The 10-year JGB yield again closed at 0.055%, where it has been stuck since June 15m and according to data from Nikkei affiliate QUICK, this marks the longest period of stagnation since 1994,
Because what comes after record low volatility? Simple: market paralysis. And that's what Japan appears to be experiencing right now as private bondholders no longer dare to even breathe without instructions from the central bank. Meanwhile, the implied volatility of JGBs tumbled to the lowest level since January 2008 for the same reason we recently speculated may be the primary driver behind the global collapse in volatility: nobody is trading. This means that trading in newly issued 10-year debt has become so infrequent that broker Japan Bond Trading has seen days when no bonds trade hands.
It's not just cash bonds that find themselves in trading limbo: trading in short-term interest rate futures has also thinned and on Tuesday of last week the Nikkei reports that there were no transactions in three-month Tibor futures - the first time that has happened since such trading began in 1989.

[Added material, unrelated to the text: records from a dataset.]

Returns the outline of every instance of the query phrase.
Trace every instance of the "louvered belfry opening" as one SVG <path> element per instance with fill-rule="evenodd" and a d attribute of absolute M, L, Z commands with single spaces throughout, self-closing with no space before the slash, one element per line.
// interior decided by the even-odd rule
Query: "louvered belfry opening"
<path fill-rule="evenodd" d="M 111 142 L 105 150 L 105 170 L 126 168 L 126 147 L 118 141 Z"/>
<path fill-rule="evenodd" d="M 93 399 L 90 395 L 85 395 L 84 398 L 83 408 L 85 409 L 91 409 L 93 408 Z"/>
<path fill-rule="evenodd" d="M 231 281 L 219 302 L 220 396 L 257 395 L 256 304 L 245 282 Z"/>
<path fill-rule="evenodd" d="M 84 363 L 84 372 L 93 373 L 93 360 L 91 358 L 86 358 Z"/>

The three-month Tibor, or Tokyo interbank offered rate, has not moved in the nine months since the end of September 2016. There were just a few trades last Friday, and it was only a matter of time until the number hit zero. The absence of volatility makes it hard to profit from bets on the direction of interest rates. Alternatively, the death of trading means volatility has crashed to all time lows.
Trading in even shorter-term contracts is also ebbing. The Tokyo Financial Exchange announced on Thursday that starting at the end of July it will suspend trading of futures based on Japan's uncollateralized overnight call rate, the interest that financial institutions charge each other for loans with a one-day maturity. The exchange will consider restarting trading if it can confirm demand.
As more market participants throw in the towel on a rigged, centrally planned market, the result will - no could - be a further loss of market function, and a guaranteed crash once the BOJ and other central banks pull out (which is why they can't). As the Nikkei politely concludes, "if the bond and money markets lose their ability to price credit based on future interest rate expectations and supply and demand, the risk of sudden rate volatility from external shocks like a global financial crisis will rise."
Translation: in a world where only central banks trade, everyone else is destined to forget forget what trading, and certainly selling, means.
Meanwhile, the "grinding halt" in the market is not just a Japanese phenomenon. As we showed a month ago, quarterly portfolio turnover among hedge funds just dropped to the lowest ever.
And yet, in a world which no longer wants, or even remembers how to trade, central banks jawbone with threats that they are soon pulling the training wheels off the market. Somehow we very much doubt it.